Automakers are unaccustomed to having to deal with this Wild Wild West (or East!) of regulation, and the pressure looks likely to increase further in the coming years. Across Europe, mayors, city councilors and mayoral candidates have air quality at the center of their programs. This looks unlikely to fade –stories containing health risks, billions of dollars at stake, technology changes and global companies have a habit of staying on the front page of local newspapers.
Automakers are already accelerating their plans for electric vehicles. Bloomberg NEF data shows 300 different EV models will be on the market by 2021. Many automakers still have doubts on customer interest, but given the long planning cycles, waiting is less and less of an option. Some automakers will offer electrified versions of almost all their models to act as a hedge in case city and national regulations move even faster. This will still take time, but the shift is coming and cities will play a growing role.
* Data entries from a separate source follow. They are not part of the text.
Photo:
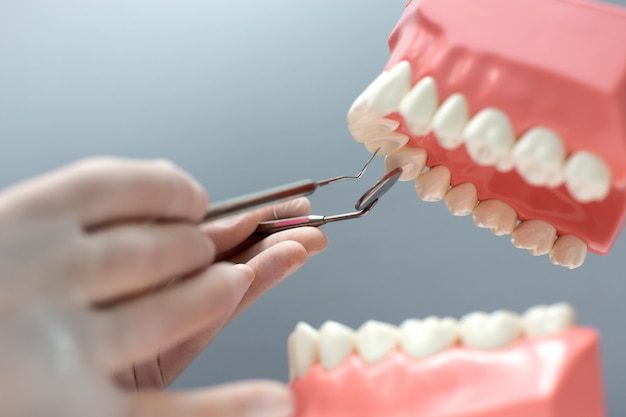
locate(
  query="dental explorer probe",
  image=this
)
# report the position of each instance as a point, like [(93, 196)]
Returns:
[(273, 195)]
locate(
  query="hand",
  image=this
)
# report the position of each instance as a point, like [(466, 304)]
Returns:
[(94, 262), (271, 259)]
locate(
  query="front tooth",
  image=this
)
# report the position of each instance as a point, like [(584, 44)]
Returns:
[(450, 120), (302, 347), (385, 95), (588, 178), (411, 160), (422, 338), (489, 139), (539, 157), (544, 320), (336, 343), (419, 106), (372, 128), (490, 331), (386, 144), (374, 340)]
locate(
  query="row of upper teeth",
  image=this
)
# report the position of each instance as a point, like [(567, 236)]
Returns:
[(374, 340), (539, 156), (536, 236)]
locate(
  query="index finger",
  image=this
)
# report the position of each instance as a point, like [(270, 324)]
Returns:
[(103, 190)]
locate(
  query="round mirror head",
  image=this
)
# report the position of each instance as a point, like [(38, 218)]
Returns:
[(379, 189)]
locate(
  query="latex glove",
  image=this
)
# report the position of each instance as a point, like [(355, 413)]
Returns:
[(86, 256), (272, 259)]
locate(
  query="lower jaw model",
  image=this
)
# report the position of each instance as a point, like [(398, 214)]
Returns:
[(485, 365), (514, 112)]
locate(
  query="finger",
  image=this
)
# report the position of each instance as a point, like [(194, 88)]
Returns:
[(312, 239), (271, 266), (127, 259), (104, 190), (135, 331), (242, 399), (231, 231)]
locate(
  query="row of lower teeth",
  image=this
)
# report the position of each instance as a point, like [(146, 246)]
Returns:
[(373, 341)]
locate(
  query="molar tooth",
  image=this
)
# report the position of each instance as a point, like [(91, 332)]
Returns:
[(490, 331), (433, 185), (385, 96), (386, 144), (374, 340), (336, 343), (461, 199), (536, 236), (489, 139), (372, 128), (544, 320), (588, 178), (568, 251), (302, 346), (423, 338), (450, 120), (539, 157), (419, 106), (411, 160), (495, 215)]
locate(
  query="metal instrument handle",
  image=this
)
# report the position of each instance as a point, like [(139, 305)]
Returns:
[(273, 226), (258, 199)]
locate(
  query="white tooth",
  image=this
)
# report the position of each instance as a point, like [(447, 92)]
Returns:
[(385, 94), (568, 251), (360, 110), (419, 106), (434, 184), (461, 199), (422, 338), (375, 340), (302, 347), (411, 160), (290, 356), (336, 343), (489, 139), (490, 331), (495, 215), (588, 178), (539, 157), (544, 320), (386, 144), (450, 120), (373, 128), (536, 236)]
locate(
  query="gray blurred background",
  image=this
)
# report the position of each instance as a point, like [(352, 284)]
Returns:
[(250, 94)]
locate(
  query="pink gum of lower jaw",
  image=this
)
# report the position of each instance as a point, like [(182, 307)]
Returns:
[(534, 87), (550, 376)]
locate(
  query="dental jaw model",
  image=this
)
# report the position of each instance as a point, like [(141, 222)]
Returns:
[(517, 109), (485, 365)]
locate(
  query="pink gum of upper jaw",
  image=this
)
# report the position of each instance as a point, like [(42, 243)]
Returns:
[(552, 63), (551, 376)]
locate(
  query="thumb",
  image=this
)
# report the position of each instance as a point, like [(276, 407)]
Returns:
[(241, 399)]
The effect of city policies in the commercial vehicle segment is already being felt. Looking out from the Bloomberg HQ in London, one can see buses on either side of the building with a slight bulge at the top. One of the major bus routes around the office was fully electrified in early 2018, others will follow, and the city is requiring that all new single decker buses be electric by 2020. Cities like Shenzhen have moved even faster, with all 16,000 of their municipal buses now electric. Just a little further up the road in London, a taxi stand with newly installed charging points is giving an iconic London black cab a lunchtime jolt of electricity, another product of stringent city regulations.
Automakers may hark back to simpler times, but the patchwork is here to stay, and city governments will no longer wait for national regulations if they feel the health of residents is at risk.